Despite her best intentions, Arla felt her jaw flap open.
Eric Born’s mouth spread in a sharp grin. He seated himself back on the table and held out the cup to her.
Waiting to see how I’ll react, she told herself. Keep it reined in, Arla.
As smoothly as possible, she swallowed the water. It swished uncomfortably in her empty stomach, but she drained the cup anyway. She needed it, badly.
“Thank you.” She added neither honorific or insult.
He set the cup down. “What did they, the Rhudolant Vitae, do after they put you in that room?”
“Kept me there, mainly. Every now and then one of them would come in with a box of some sort and wave it around in the air and babble at me. It sounded like they were trying to talk. I thought they were insane. Then I thought I’d been wrong and they were Aunorante Sangh. Then”—she shrugged—“I started to wonder if I would be stuck in a single room for the rest of my life. Then they brought you to me.
“Is there anything to eat?”
Teacher … Eric Born made a gurgling sound as if he was trying to keep down a laugh.
“You do not have any idea what you have gotten yourself into, do you know that?” He looked down into the empty cup. “No matter. I suppose I had better feed you.” He rubbed his chin. “But I had better show you something first.”
“What?” New fear squeezed against the water in her stomach as she watched Eric approach the room’s far wall.
“Where you really are.” He laid his long hand against the tan surface.
The wall vanished. Where it used to be hung a formless blackness streaked with minute rainbow lights. It stretched up, down, and on all sides. Her eyes strained to find an end, a boundary, anything to give it shape and sense, but there was nothing. Endless, it yawned at her. An open mouth waiting to engulf her mind and soul.

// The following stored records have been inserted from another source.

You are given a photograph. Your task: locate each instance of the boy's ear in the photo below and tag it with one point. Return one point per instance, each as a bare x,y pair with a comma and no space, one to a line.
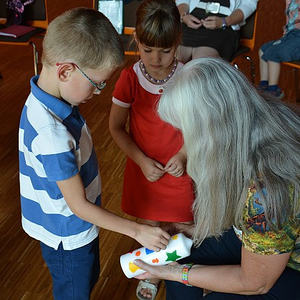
64,71
135,37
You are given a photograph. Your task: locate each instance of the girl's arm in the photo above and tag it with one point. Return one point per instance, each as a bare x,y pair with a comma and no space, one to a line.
74,194
176,164
256,274
186,18
152,169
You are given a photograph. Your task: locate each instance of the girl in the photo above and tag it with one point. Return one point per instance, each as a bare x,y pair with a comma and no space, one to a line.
156,187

She screamed. She threw herself backward and curled up into a tight little ball, knees pressed tight against her forehead, her belly muffling her shrieks. A voice gibbered at her, said her name, and finally shouted at her, but she could not look up. The blackness waited to swallow her whole. There was no end. No end.
“Arla Born of the Black Wall!” A hand jerked her collar back. The fabric dug into her neck and hauled her head up. “You blasted Notouch, look up!” The Teacher’s open hand crashed against her cheek. “Look up! It’s gone! LOOK!”

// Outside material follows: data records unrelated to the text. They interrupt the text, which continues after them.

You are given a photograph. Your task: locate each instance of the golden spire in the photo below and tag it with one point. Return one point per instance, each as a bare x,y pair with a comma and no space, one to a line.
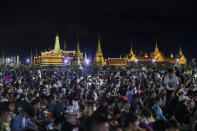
85,57
131,51
78,50
64,45
171,55
156,48
99,46
99,59
36,54
31,57
3,56
57,43
180,52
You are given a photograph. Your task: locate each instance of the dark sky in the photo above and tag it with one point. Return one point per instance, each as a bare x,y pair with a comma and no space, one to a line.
26,25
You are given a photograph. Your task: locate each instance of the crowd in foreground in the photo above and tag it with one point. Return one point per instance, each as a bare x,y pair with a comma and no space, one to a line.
39,99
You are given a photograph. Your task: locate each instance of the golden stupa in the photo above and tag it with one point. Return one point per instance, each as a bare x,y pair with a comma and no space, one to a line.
99,59
57,56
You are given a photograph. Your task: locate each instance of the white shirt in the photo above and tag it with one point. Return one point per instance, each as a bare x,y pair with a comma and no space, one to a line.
174,81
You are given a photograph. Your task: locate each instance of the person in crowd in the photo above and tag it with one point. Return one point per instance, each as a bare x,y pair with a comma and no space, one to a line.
5,118
97,99
171,83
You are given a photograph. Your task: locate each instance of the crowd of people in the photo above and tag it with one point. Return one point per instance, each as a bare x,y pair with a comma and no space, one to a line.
95,99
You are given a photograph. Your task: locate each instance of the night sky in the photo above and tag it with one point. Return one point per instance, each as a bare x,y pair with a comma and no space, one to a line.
26,25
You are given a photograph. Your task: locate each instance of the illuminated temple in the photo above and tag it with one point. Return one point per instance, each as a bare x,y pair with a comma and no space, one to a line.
59,57
154,57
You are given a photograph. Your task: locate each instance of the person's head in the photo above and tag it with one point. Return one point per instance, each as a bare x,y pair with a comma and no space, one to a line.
28,111
132,122
36,104
153,95
146,113
5,113
110,104
171,73
135,97
158,100
9,105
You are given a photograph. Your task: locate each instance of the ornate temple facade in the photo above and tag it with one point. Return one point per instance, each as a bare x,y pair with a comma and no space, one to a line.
59,57
154,57
99,59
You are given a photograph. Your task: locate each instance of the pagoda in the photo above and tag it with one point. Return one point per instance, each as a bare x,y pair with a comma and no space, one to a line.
55,57
99,59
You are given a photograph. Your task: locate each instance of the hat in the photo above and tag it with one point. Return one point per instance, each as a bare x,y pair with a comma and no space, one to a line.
183,97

Through the tears of pain, she saw the solid wall back in place.
“Wha … Wha …” Her whole body shook like leaves in the wind as he let her sag back against the couch.
Eric folded his arms. “That is the space between the worlds. There is no Black Wall and no arlas in it. It’s all emptiness. There are other worlds in it, though. Other places where people, like those in the Realm of the Nameless Powers, live. We are flying between them, like insects flying from grass to flower. Do you understand this?”
Arla did not, but she nodded. She could sort the explanation out later. What was important now was hearing it.
She tried to stop the trembling in her limbs and completely failed.
“Why show me this?” At least I’ve quit stammering.
“So you wouldn’t get any ideas about trying to attack me when I let you loose.”
She thought about herself left alone in this place with no one but a corpse and an unseen presence, lost in the middle of infinite blackness. She bit her lip and humiliation came on the heels of the fear. This was worse than being tied up.
“Turn around,” Eric ordered.
Arla wiggled herself around and held out her wrists. She felt the bindings loosen. She pulled her wrists apart and brought her arms back around to her front in a riot of creaking, popping joints. She yanked off the remains of the sticky, clothlike stuff that still clung to her skin. She stretched her legs toward Eric. He slit the black strips neatly with one blade of an open pair of scissors. Arla kept her eyes on him as she rubbed her wrists and arms to get some feeling back. He did not look up.
Eric stepped back, keeping hold of the scissors. Arla, wasn’t fool enough to try to stand. Instead, she chafed and flexed ankles and knees. She yanked the sticky strips off her leggings and dropped them on the floor. Eric watched her for a moment before he backed toward the window-wall.
“How do you stand it?” Arla straightened her back. “Wha … what’s out there.”
He shrugged. “I got used to it. The shakes vanish fairly quickly. The rest comes with practice.
“Now, you wanted something to eat.”
He drummed the mosaic and another hole opened. Out of this one, he pulled two packets of an unfamiliar shape. He ripped something off them, made yet another hole open in the wall, and dropped both packets inside.